The two-meter skull of a newly discovered species of giant ichthyosaur, the earliest known, is shedding new light on the marine reptiles’ rapid growth into behemoths of the Dinosaurian oceans, and helping us better understand the journey of modern cetaceans (whales and dolphins) to becoming the largest animals to ever inhabit the Earth. 

While dinosaurs ruled the land, ichthyosaurs and other aquatic reptiles (that were emphatically not dinosaurs) ruled the waves, reaching similarly gargantuan sizes and species diversity. Evolving fins and hydrodynamic body-shapes seen in both fish and whales, ichthyosaurs swam the ancient oceans for nearly the entirety of the Age of Dinosaurs. 

“Ichthyosaurs derive from an as yet unknown group of land-living reptiles and were air-breathing themselves,” says lead author Dr. Martin Sander, a paleontologist at the University of Bonn and Research Associate with the Dinosaur Institute at the Natural History Museum of Los Angeles County (NHM). “From the first skeleton discoveries in southern England and Germany over 250 years ago, these ‘fish-saurians’ were among the first large fossil reptiles known to science, long before the dinosaurs, and they have captured the popular imagination ever since.”

Excavated from a rock unit called the Fossil Hill Member in the Augusta Mountains of Nevada, the well-preserved skull, along with part of the backbone, shoulder, and fore fin, date back to the Middle Triassic (247.2-237 million years ago), representing the earliest case of an ichthyosaur reaching epic proportions. As big as a large sperm whale at more than 17 meters (55.78 feet) long, the newly named Cymbospondylus youngorum is the largest animal yet discovered from that time, on land or in the sea. It was the first giant creature to ever inhabit the Earth that we know of.

“The importance of the find was not immediately apparent,” notes Dr. Sander, ”because only a few vertebrae were exposed on the side of the canyon. However, the anatomy of the vertebrae suggested that the front end of the animal might still be hidden in the rocks. Then, one cold September day in 2011, the crew needed a warm-up and tested this suggestion by excavation, finding the skull, forelimbs, and chest region.”

The new name for the species, C. youngorum, honors a happy coincidence, the sponsoring of the fieldwork by Great Basin Brewery of Reno, owned and operated by Tom and Bonda Young, the inventors of the locally famous Icky beer which features an ichthyosaur on its label.

In other mountain ranges of Nevada, paleontologists have been recovering fossils from the Fossil Hill Member’s limestone, shale, and siltstone since 1902, opening a window into the Triassic. The mountains connect our present to ancient oceans and have produced many species of ammonites, shelled ancestors of modern cephalopods like cuttlefish and octopuses, as well as marine reptiles. All these animal specimens are collectively known as the Fossil Hill Fauna, representing many of C. youngorum’s prey and competitors.

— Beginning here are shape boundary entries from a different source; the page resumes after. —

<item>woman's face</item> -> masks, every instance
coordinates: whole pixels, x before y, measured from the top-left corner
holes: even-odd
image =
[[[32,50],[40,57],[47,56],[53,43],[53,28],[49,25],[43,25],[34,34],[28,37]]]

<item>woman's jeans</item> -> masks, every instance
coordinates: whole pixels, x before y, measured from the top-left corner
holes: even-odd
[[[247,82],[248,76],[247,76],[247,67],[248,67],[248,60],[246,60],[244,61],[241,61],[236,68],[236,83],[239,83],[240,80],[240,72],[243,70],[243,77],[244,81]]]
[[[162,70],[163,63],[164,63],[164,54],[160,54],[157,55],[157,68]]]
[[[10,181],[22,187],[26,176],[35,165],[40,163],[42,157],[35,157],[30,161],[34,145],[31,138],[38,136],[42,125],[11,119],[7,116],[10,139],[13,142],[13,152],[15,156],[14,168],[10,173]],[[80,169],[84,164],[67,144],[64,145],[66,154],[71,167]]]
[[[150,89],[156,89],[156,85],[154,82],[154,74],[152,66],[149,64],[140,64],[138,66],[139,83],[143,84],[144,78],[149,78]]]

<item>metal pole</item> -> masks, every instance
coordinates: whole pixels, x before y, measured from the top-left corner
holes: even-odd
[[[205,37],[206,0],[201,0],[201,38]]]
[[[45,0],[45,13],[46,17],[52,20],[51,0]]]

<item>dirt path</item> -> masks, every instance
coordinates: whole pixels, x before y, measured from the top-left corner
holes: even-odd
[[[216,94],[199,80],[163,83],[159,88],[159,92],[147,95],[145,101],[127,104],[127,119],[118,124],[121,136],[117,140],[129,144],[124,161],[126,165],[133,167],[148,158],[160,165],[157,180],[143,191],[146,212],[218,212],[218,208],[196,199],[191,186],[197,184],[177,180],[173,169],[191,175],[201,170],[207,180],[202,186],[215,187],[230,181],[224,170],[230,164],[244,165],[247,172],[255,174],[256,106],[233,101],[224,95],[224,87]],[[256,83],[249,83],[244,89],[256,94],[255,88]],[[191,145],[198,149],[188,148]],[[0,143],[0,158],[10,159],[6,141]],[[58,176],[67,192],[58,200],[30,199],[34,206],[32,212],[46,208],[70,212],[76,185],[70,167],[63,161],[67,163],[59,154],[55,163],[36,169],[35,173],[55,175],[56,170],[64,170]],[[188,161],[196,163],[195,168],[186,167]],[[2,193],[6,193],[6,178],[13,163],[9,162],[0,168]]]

C. youngorum stalked the oceans some 246 million years ago, or only about three million years after the first ichthyosaurs got their fins wet, an amazingly short time to get this big. The elongated snout and conical teeth suggest that C. youngorum preyed on squid and fish, but its size meant that it could have hunted smaller and juvenile marine reptiles as well. 

The giant predator probably had some hefty competition. Through sophisticated super computational modeling, the authors examined the likely energy running through the Fossil Hill Fauna’s food web, recreating the ancient environment through data, finding that marine food webs were able to support a few more colossal meat-eating ichthyosaurs. Ichthyosaurs of different sizes and survival strategies proliferated, comparable to modern cetaceans’— from relatively small dolphins to massive filter-feeding baleen whales, and giant squid-hunting sperm whales.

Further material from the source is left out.